Oriente no está tan lejos
La dramática situación que se vive en Israel y Palestina no es un conflicto entre Estados. Es un combate internacional entre civilizaciones: la judeocristiana, por un lado; y la musulmana, por otro. Las guerras de religiones son las más peligrosas de todas, pues se ponen en juego las creencias que sustentan todos los valores, la esencia misma del ser humano. Es fácil matar si uno está convencido de que lo hace en nombre de un ser superior que lo va a proteger, y al que se debe en cuerpo y alma. ¿El estado hebreo de Palestina? Vamos a repasar los hechos.
La descomposición del Imperio otomano, a partir de la I Guerra Mundial, supuso cambios drásticos en la configuración política de Oriente Medio. Algunos estados hicieron reformas de sus estructuras económicas y políticas (Turquía, Irán), otros lograron la independencia formal bajo tutela británica (Egipto, Irak) y otros, como Palestina, Siria o Jordania, permanecieron bajo mandato francés o británico. Estos últimos no aceptaron la solución acordada, provocando continuas reivindicaciones del nacionalismo árabe. En paralelo, se descubrieron ricos yacimientos petrolíferos, que convirtieron a la región en estratégica para los intereses de las potencias occidentales. A todo esto, hay que añadir la intención reincidente de constituir un estado judío en Palestina (sionismo).
La diversidad religiosa todavía era irrelevante, pues más del 90% de la población era musulmana, aunque con diferencias internas importantes. Paulatinamente se fueron desarrollando unas ideologías políticas de carácter nacionalista. El nacionalismo árabe, conectado fuertemente al sionismo, se basa en la cohesión religiosa de la comunidad musulmana y la convicción de formar parte de la etnia árabe, con lengua propia.
La II Guerra Mundial aceleró estas tendencias, haciendo del lugar un motivo de confrontación entre las grandes potencias. En 1945, la mitad de la población de Palestina era judía. Comenzó entonces una estrategia de agitaciones y luchas de organizaciones judías contra la presencia británica en Palestina. El objetivo era sustituir el control británico por el norteamericano. Dos años después, la ONU propuso dividir Palestina en dos estados (una parte para los judíos y el resto para los palestinos). En 1948 terminó el mandato británico en la zona. Se proclamó el estado de Israel.

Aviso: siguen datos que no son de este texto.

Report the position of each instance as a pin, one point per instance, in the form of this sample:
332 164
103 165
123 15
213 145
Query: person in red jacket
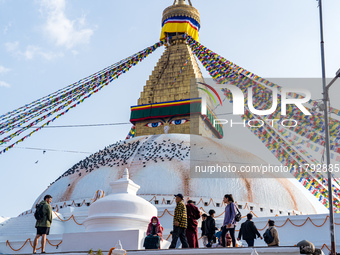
193 214
154 234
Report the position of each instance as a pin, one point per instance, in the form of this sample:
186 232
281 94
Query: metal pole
328 159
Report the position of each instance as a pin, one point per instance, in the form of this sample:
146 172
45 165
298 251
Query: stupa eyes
154 124
178 122
172 122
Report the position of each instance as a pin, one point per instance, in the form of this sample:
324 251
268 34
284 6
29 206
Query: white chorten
121 210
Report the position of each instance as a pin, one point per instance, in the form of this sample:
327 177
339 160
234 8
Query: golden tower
171 101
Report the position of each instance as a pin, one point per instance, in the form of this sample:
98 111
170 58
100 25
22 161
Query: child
154 234
204 231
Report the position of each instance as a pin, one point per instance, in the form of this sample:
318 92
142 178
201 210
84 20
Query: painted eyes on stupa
154 124
178 122
172 122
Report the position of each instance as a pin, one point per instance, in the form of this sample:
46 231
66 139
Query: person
193 214
43 225
179 224
248 231
204 231
274 233
211 228
229 222
154 234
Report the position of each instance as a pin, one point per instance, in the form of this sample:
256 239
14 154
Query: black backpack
238 215
39 214
268 237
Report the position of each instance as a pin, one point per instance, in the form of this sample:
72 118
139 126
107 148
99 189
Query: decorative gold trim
181 10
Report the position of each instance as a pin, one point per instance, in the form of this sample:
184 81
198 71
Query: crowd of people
185 228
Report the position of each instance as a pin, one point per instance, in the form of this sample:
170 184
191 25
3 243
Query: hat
179 195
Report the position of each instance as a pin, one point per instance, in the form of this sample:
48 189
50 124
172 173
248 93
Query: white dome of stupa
161 165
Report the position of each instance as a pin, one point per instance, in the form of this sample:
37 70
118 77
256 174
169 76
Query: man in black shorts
43 225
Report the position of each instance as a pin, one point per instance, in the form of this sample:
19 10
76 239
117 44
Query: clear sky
46 45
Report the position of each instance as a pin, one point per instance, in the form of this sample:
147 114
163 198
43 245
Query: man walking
44 223
248 231
193 214
271 236
229 222
180 223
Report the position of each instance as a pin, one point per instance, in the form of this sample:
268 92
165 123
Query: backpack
268 237
39 214
238 215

Fue entonces cuando tuvo lugar la primera guerra árabe-israelí. El previsto estado palestino desapareció y su población tuvo que peregrinar por los estados vecinos. El estado de Israel, que había nacido de una guerra, siguió afrontando conflictos. La amarga derrota del 48 trajo consigo la caída de algunos antiguos regímenes. El Oriente Medio obtenía cada vez más importancia en el mapa internacional, llegando a desempeñar un importante papel estratégico en la Guerra Fría. Se fue produciendo una progresiva división del mundo árabe, que dejaba al descubierto el futuro incierto de los palestinos. A pesar de todas las dificultades que tuvieron que afrontar, se proclamó en 1988 un estado, de la partición de Palestina. Tras la guerra del Golfo, la diplomacia norteamericana impuso una salida: Yasser Arafat se instaló en las zonas autónomas de Jericó y Gaza.

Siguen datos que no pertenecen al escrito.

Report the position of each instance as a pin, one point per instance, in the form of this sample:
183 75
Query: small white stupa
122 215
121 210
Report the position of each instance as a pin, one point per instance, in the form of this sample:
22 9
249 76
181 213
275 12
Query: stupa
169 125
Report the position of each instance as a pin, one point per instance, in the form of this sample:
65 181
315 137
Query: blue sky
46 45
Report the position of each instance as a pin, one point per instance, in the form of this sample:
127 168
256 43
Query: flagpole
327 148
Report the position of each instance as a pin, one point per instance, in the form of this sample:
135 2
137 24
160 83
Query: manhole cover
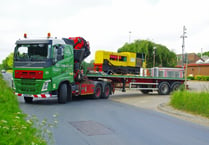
91 128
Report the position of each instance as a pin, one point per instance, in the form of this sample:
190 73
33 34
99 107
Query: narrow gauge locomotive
119 63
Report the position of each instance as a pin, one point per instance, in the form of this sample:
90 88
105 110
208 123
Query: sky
107 24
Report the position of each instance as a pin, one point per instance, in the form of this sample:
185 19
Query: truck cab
41 67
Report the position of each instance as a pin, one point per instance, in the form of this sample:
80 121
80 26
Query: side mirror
59 53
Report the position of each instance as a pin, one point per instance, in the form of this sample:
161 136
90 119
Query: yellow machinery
113 62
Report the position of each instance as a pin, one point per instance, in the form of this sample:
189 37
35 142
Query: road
106 122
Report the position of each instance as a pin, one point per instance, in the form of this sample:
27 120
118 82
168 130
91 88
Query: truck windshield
32 52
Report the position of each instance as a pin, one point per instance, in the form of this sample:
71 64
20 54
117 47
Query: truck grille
28 86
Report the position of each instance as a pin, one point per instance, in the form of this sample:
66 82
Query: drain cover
91 128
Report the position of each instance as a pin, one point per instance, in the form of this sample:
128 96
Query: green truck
51 68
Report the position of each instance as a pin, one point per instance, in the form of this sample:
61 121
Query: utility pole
183 44
154 49
183 47
129 36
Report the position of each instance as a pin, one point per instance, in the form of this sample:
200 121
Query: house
191 58
196 65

La convivencia entre israelíes y palestinos siguió siendo difícil, registrándose de forma permanente conflictos y enfrentamientos que han mantenido desde entonces a la zona en una constante inestabilidad. El antagonismo judío hacia los árabes ha aumentado considerablemente en las dos últimas décadas, desde que Israel viró a la derecha, volviéndose más opuesto a los palestinos.
Actualmente, el debate internacional va más allá de Israel y Palestina. La división de la izquierda es el gran asunto de fondo. Por una parte, está la que aboga por el derecho de los israelíes a defenderse; y, por otra, la que denuncia toda responsabilidad violenta a Israel, aún condenando el ataque de Hamás. Lo que afecta a nuestro país es que ambas izquierdas conforman el Gobierno en ciernes. Reprochamos su tibieza ante el terrorismo palestino; aunque, en realidad, estamos todos muertos de miedo de lo que su actitud implica. Nada de lamentaciones, que cada cual asuma sus responsabilidades. No hacer nada también es una forma de actuar.
Desde fuera, viendo las secuencias en una televisión, mientras estamos sentados calentitos en nuestras salitas de estar, todo es dolor lejano. Una terrible realidad que contemplamos perezosamente; pero, o tenemos cuidado y mantenemos la esencia de nuestra democracia, o vamos a terminar inmersos en un drama parecido y, entonces, no valen las lamentaciones. Nuestra guerra no es de religión, es una guerra social que parte del feudalismo y sus tremendas e imperecederas consecuencias. Quién no quiera entender que no entienda.